Integrated Farmyard System

The very heart of the holding, both in terms of management and practical production, is a group of facilities whose close and reciprocal relationship with one another effectively makes them one single integrated unit.

This group is best viewed as a single entity which has identifiable consituent elements, all of which provide an essential role, or create essential materials, for the use of its neighbouring elements in order that the integrated farmyard, and therefore the farm as a whole, can function.

This reciprocal arrangement of inextricably linked facets within the production system epitomises, in a nutshell, the metabolic approach that informs the farms aims and objectives, and the closely allied relationship of its production system to that of the natural systems within which it operates.

The individual elements within this integrated farmyard system comprise, at its centre, the two most intensive horticultural production units, these are the ‘commercial greenhouse’ and the ‘mobile polytunnel area’. These together provide a flexible intensity range of highly productive growing spaces from fulled heated and winter lighted through undersoil heated and protected, to cooler hardening off areas, which gives all of the necessary options required for year round intensive production of high value horticultutral produce within the farms transplant based husbandry system.

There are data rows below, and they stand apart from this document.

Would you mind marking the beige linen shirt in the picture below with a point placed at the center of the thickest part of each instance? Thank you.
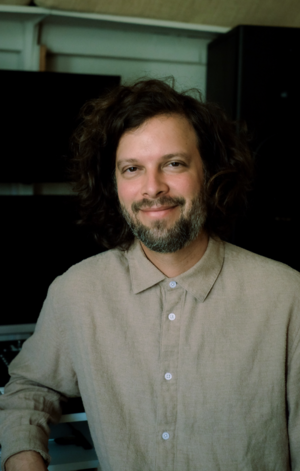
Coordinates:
(196, 373)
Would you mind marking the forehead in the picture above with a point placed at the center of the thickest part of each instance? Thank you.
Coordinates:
(163, 134)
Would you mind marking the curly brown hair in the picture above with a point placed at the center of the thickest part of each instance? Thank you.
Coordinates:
(223, 148)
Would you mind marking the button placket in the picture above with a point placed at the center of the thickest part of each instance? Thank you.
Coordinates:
(173, 300)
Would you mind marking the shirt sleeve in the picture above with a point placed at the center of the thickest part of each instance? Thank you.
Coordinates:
(293, 388)
(42, 376)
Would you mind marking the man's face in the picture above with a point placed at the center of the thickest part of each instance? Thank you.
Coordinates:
(160, 179)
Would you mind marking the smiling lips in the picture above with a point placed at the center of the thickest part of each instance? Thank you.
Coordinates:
(156, 209)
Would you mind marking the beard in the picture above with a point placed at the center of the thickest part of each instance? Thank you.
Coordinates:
(160, 238)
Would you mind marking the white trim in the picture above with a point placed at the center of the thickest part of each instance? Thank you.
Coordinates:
(181, 26)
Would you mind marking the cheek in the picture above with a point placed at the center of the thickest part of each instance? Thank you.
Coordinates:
(126, 192)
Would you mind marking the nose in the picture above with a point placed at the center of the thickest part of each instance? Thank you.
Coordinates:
(154, 185)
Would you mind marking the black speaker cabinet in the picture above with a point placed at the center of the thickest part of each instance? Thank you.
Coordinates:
(253, 72)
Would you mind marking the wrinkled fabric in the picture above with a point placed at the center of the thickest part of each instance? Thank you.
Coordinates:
(232, 351)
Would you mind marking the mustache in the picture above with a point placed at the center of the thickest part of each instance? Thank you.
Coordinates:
(163, 201)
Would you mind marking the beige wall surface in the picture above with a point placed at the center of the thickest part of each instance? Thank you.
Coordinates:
(214, 12)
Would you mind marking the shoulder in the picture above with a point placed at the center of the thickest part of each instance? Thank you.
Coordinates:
(258, 270)
(101, 270)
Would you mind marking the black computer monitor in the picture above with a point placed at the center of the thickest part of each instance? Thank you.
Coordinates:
(39, 240)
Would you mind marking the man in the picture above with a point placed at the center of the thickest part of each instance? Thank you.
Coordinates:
(184, 348)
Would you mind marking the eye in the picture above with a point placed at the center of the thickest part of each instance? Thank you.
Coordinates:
(175, 164)
(130, 170)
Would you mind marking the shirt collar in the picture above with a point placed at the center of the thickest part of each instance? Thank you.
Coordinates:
(198, 280)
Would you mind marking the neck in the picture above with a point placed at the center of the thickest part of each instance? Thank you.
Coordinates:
(173, 264)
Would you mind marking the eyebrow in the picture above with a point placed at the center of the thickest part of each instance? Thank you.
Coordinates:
(164, 157)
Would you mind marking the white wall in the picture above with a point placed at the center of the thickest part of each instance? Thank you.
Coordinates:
(102, 44)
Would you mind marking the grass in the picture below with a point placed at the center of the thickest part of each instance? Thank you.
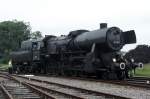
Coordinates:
(143, 72)
(4, 67)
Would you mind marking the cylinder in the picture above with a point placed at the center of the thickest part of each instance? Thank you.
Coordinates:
(106, 39)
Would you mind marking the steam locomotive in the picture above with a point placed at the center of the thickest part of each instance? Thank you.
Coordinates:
(81, 52)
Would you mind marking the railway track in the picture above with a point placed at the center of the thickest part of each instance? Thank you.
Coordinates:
(60, 91)
(142, 82)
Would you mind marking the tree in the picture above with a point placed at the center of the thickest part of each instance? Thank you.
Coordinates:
(12, 33)
(36, 35)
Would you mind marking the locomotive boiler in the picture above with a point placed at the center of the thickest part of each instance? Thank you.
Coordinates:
(80, 53)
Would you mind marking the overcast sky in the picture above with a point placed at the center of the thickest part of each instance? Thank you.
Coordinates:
(61, 16)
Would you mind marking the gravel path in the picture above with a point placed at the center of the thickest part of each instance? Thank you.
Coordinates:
(126, 91)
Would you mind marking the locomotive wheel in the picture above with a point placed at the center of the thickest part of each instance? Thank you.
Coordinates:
(109, 76)
(121, 75)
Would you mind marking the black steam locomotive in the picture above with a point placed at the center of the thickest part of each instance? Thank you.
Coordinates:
(81, 52)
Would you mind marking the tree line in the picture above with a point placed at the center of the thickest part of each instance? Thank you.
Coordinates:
(12, 33)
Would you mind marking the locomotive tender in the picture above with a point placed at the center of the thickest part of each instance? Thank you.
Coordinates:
(81, 52)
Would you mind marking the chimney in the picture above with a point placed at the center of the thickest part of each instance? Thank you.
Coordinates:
(103, 25)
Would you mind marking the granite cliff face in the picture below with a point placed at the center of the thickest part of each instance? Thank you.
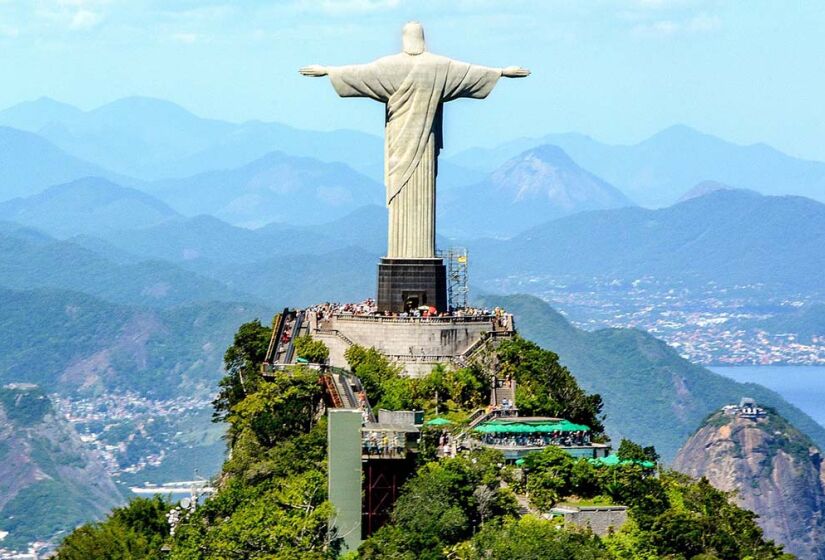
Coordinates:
(775, 469)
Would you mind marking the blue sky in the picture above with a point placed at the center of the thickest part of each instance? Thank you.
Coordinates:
(749, 71)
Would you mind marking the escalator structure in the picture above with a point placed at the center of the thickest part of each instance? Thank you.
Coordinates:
(344, 390)
(281, 350)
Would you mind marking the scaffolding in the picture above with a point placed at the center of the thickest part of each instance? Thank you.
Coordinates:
(457, 277)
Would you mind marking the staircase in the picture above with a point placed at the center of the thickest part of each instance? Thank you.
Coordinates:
(500, 394)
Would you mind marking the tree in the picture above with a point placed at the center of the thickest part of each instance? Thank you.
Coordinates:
(441, 506)
(133, 532)
(242, 361)
(373, 369)
(545, 387)
(529, 538)
(281, 408)
(314, 351)
(285, 518)
(630, 451)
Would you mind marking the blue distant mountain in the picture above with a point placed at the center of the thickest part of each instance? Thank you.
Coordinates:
(29, 163)
(275, 188)
(152, 139)
(727, 236)
(87, 206)
(657, 171)
(28, 262)
(532, 188)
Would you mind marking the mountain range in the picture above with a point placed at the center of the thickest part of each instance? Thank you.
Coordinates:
(532, 188)
(656, 171)
(29, 164)
(37, 261)
(730, 237)
(49, 482)
(651, 394)
(775, 470)
(91, 205)
(274, 188)
(72, 342)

Clustered around this two part core are the other essential facilities that allow it to function. These are the ‘pig finishing yards’ which use the final fattening stage of the farm’s pork enterprise to provide fuel for heating the greenhose and a constituent part of the essential soil block production system. The ‘compost making building’ which converts soiled bedding from the finishing yards, vegetative waste from the horticultural enterprise as well as other on-site organic matter, into the other constituent part of ther soil blocks, for greenhouse and polytunnel use.
The ‘seed growing and saving area’ adjacent to the dwelling which provides a huge range of open pollinated and non hybrid seeds as the bassi for all grown production, and finally the intensive, ‘field scale bed area’, which is where part grown crops are transpalnted in order to provide harvestable produce from the polytunnel area, which itself provides animal fodder, marketable produce and also vegetative waste for the compost bays, therefore completing the cycle of production.

As can be seen from a graphic representation of the way this area functions, it provides for its own needs in various metabolisable forms, and draws profitable market production in the form of vegetables and pork as a by product of the sytems successfull functioning, therefore doing so at significantly reduced cost and secure margins.

This is the ethos of our whole, environmentally and economically sustainable model.